Houston-based CAMAC International Corporation (with $1.6 billion in sales) reported that the Listing and Quotations Committee of the Nigerian Stock Exchange approved an application for shares of its subsidiary, Allied Energy P.L.C., to be listed on the NSE once approved by the country's Securities and Exchange Commission.
Allied is an oil exploration and production company based in West Africa that focuses primarily on deepwater, offshore, and shallow water exploration in West African countries. Following the initial public offering, Kase L. Lawal, CEO of CAMAC, expects the company to maintain an approximate 65% to 70% interest in its subsidiary. Lawal expects the Allied IPO to generate more than $500 million and the company to have a market capitalization of $1.5 billion to $2 billion with 1.8 billion shares trading. The offering, fully underwritten by Nigerian investment banks, is expected to initially trade at about 40 cents per share. Pending approval, shares are expected to trade in the early fourth quarter.

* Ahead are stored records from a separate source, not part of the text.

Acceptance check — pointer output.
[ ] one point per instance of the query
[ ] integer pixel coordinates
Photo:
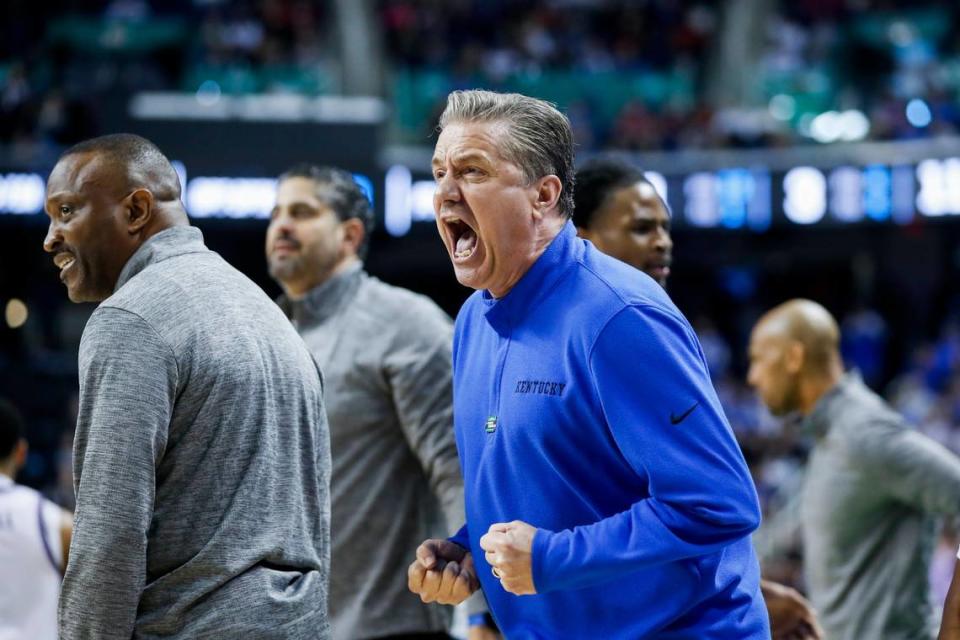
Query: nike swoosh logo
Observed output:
(675, 419)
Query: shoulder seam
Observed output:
(163, 340)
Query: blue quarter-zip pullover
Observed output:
(583, 406)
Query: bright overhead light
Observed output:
(918, 113)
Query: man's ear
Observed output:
(20, 454)
(139, 210)
(353, 234)
(548, 194)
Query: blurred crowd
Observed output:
(632, 74)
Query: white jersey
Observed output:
(30, 560)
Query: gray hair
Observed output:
(540, 140)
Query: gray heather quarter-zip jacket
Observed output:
(873, 487)
(201, 460)
(385, 355)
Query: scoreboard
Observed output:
(752, 199)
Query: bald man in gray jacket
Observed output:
(201, 459)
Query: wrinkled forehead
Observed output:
(309, 191)
(82, 172)
(771, 333)
(463, 138)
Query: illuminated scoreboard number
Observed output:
(730, 198)
(938, 187)
(22, 193)
(849, 194)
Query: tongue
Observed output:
(467, 240)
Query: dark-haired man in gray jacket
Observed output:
(385, 353)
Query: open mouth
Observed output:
(659, 269)
(64, 261)
(285, 246)
(463, 238)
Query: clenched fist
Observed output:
(507, 547)
(443, 572)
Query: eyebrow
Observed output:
(462, 158)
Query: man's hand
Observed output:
(791, 615)
(443, 572)
(482, 632)
(508, 546)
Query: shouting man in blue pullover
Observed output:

"The motivation is to grow our business in West Africa and to increase production," Lawal says. "But even more importantly for us is to be able to share the opportunities and the wealth that we've been able to achieve through our investment in West Africa and Nigeria especially." The stock exchange in Nigeria has been buoyant and among the fastest growing in the world, Lawal added.
The executive says he plans to take CAMAC public in the U.S. as well. "As the market conditions improve in the U.S. and Europe, we expect to have dual listings of our exploration and production assets that would include assets in Columbia and other countries at that time."
Lawal is optimistic about the impact of the IPO. "This may well start the bridge between Africa and America, between business, commerce, and trading," he says. "I suspect, with a successful listing there, we can testify to those who have the same ambitions. They can trade publicly in Nigeria while doing business in the U.S."